The report recommended funding of more than $4.9 million per year, an increase of roughly $1.8 million, without adjusting for inflation or urban expansion. 

In an interview Tuesday, Coun. Allan Bisback, chair of the town's finance committee, said right now there is no clear solution. 

“Is there a plan in place right now to close that gap? No, there’s not,” he said. 

He stressed the need for council to reassess its revenue opportunities.  

“The only way we can close that gap is we need more revenue,” he said. 

“We need to engage with residents somehow to say, ‘Folks, there’s gotta be a way to pay for this.' ” 

The report stressed the importance of organizing major projects among all assets, such as timing the replacement of water mains with the reconstruction of roads. 

“We need to be prioritizing major projects” Bisback said, “There’s a real need to understand the dependency (of certain projects) so that we’re not ripping up roads two or three times.” 
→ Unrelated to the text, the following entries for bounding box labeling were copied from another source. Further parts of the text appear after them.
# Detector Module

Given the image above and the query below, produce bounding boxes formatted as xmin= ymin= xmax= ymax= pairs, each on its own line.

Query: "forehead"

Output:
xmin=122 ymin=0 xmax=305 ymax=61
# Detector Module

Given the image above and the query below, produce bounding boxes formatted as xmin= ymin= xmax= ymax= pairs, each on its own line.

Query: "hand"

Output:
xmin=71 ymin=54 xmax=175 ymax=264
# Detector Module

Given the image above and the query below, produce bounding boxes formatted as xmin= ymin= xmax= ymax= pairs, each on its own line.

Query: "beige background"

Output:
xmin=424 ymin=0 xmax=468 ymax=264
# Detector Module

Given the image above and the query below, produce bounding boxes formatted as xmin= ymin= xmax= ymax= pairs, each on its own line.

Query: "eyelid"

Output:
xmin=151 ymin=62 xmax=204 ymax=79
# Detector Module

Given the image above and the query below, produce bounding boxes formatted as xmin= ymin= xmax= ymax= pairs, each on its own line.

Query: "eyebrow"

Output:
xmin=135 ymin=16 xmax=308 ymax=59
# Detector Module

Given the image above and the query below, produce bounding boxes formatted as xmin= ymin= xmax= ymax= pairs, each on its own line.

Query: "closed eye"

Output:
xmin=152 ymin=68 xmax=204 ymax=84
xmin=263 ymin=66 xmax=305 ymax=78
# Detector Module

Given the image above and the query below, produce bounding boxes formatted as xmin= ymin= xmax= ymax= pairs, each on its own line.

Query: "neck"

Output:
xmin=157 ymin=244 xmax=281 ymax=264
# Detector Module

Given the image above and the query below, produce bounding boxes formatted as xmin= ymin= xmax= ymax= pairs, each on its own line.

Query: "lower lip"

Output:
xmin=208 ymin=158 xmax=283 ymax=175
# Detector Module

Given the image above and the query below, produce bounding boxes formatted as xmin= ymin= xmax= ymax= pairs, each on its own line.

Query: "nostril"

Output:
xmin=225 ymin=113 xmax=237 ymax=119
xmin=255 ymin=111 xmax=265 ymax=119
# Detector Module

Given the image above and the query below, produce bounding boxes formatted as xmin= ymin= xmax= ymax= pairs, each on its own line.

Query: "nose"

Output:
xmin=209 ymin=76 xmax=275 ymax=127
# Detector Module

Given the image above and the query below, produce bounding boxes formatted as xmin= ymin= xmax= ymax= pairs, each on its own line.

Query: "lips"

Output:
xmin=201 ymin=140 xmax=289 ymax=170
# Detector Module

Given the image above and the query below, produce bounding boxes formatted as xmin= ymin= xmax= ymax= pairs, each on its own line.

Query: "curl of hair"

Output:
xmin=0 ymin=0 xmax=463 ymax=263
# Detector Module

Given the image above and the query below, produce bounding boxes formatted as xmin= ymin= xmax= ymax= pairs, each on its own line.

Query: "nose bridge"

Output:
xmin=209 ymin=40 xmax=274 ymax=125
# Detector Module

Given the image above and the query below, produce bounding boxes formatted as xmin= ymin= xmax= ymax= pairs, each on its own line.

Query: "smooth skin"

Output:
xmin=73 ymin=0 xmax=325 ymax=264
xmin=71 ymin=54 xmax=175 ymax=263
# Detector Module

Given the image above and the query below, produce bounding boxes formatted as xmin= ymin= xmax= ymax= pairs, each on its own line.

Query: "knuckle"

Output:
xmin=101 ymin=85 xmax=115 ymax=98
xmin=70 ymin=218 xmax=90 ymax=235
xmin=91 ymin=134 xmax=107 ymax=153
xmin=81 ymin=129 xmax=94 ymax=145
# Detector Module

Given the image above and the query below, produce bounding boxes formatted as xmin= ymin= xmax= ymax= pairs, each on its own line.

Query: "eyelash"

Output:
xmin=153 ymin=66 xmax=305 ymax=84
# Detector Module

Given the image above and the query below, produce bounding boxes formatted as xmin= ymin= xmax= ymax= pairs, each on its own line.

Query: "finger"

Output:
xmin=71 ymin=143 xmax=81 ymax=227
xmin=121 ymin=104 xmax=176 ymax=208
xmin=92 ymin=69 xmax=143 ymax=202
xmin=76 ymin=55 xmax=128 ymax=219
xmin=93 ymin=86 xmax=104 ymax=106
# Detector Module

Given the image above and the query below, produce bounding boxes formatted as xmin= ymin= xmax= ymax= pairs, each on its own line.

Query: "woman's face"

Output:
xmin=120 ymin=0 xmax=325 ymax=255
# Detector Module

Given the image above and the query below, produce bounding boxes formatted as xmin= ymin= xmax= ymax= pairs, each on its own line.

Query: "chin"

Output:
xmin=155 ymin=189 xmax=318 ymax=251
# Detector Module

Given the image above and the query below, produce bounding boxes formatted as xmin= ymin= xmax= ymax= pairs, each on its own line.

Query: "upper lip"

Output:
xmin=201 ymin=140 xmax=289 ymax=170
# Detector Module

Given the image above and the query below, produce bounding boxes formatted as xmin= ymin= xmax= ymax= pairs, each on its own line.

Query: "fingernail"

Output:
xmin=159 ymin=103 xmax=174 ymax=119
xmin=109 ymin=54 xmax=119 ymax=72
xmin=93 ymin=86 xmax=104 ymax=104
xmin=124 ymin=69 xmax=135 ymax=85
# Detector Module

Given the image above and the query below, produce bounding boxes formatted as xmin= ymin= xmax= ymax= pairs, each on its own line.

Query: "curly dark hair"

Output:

In an interview, Lord Mayor Betty Disero said the additional funding is “$1.8 million we don’t have.” 

She thinks the town needs to look at how to boost the roads budget to somewhere between the current $3.1 million and the recommended $4.9 million. That larger number, she said, is the “platinum standard.” 

However, she said there needs to be more talk about a “sustainable budget.” 

“We need to have discussion with our residents and our business owners of ‘how do we deal with the creation of a sustainable budget?’ So that way we can provide the services they want. We can keep the town looking ahead of the game in terms of amenities and how we live and how people see us when they visit. So, we need to have that discussion.” 

She said the issue of shortfalls has been “kicked down the road by many councils.” 

“I’m not blaming the last one. I’m not blaming the one before that. I’m talking about over the last 20 years,” she said. “And I just don’t want to keep kicking it down the road.” 

That sentiment was echoed by Bisback. 

 “In my statement about the budget I said, ‘This is a one-year budget. This is not a sustainable budget. It is a maintenance budget.’ We need to look at what are some potential revenue opportunities going forward,” he said. 

The report noted that there is a paradigm shift taking place within Ontario asset management, with a move away from a capital-focused approach toward a conditional approach. 

The report informed councillors that the budget can and should vary from year to year based on what projects will optimize performance and investment. 

By doing this, asset management becomes a matter of accurate timing and investment, more than setting a budget with an “arbitrary value,” according to the report.   

Town staff are set to report back on possible options to increase road asset funding. 

Under a provincial regulation implemented in December 2017, municipalities are required to have an asset management plan in place for core assets by July 1, 2021.